Modeling and Design Methodology for the Development of Electro-Optical and Laser Systems

Abstract

Modeling and simulation (M&S) plays a key role in the development of all systems, but especially so in the development and integration of electro-optical (EO) subsystems and lasers for precision strike applications or counter measures that require precise pointing control. Since the development of the first EO and laser systems, the directed energy community has pursued an evolving modeling and design (M&D) approach to support the development of these systems to provide the data and insights needed for the acquisition process. M&D is the lower-level detailed engineering models that are used to define and perfect the design (mechanical, optical, electrical, software), whereas M&S is typically the higher-level engagement models embedded in the mission and war game simulations.
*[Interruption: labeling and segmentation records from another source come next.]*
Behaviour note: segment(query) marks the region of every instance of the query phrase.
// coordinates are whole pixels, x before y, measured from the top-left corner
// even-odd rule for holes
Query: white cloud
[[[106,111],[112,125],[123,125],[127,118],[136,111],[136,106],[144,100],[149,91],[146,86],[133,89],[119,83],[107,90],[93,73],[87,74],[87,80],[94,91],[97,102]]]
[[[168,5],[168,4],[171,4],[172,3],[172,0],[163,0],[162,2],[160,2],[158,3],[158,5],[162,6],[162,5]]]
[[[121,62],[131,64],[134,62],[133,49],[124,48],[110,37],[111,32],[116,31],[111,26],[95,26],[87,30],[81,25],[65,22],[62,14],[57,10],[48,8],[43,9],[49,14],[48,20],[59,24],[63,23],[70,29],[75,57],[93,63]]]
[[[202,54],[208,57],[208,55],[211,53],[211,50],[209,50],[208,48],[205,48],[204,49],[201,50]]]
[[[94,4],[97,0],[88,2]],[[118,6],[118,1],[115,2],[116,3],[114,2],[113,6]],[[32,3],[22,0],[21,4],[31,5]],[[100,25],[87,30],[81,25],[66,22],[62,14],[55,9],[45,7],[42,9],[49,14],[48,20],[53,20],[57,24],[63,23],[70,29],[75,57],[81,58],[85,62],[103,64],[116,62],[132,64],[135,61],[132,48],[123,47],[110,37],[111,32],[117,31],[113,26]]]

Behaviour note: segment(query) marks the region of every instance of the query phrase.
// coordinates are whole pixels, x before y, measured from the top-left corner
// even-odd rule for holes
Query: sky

When the M&S is closely tied to the M&D, the M&S will accurately represent the system capabilities and limitations. This paper presents an M&D methodology that has matured over the past years and continues to be applied on current EO and laser programs. Similar to other development methodologies utilized by government agencies and industry, the M&D methodology is critical for airborne EO-laser systems, where the operating environment is especially hostile to achieving microradian pointing accuracy and jitter stability in the optical line of sight. Applying the M&D methodology early and often throughout the development process in conjunction with the model-based systems engineering approach, the M&S can fully integrate into the life cycle of EO-laser programs from the development of requirements, the verification of design, the prediction and verification of performance, and the defining of system capabilities and limitations, to the maintenance and upgrades to the system. This disciplined connectivity of M&S to the M&D will lead to cost-effective EO-laser systems.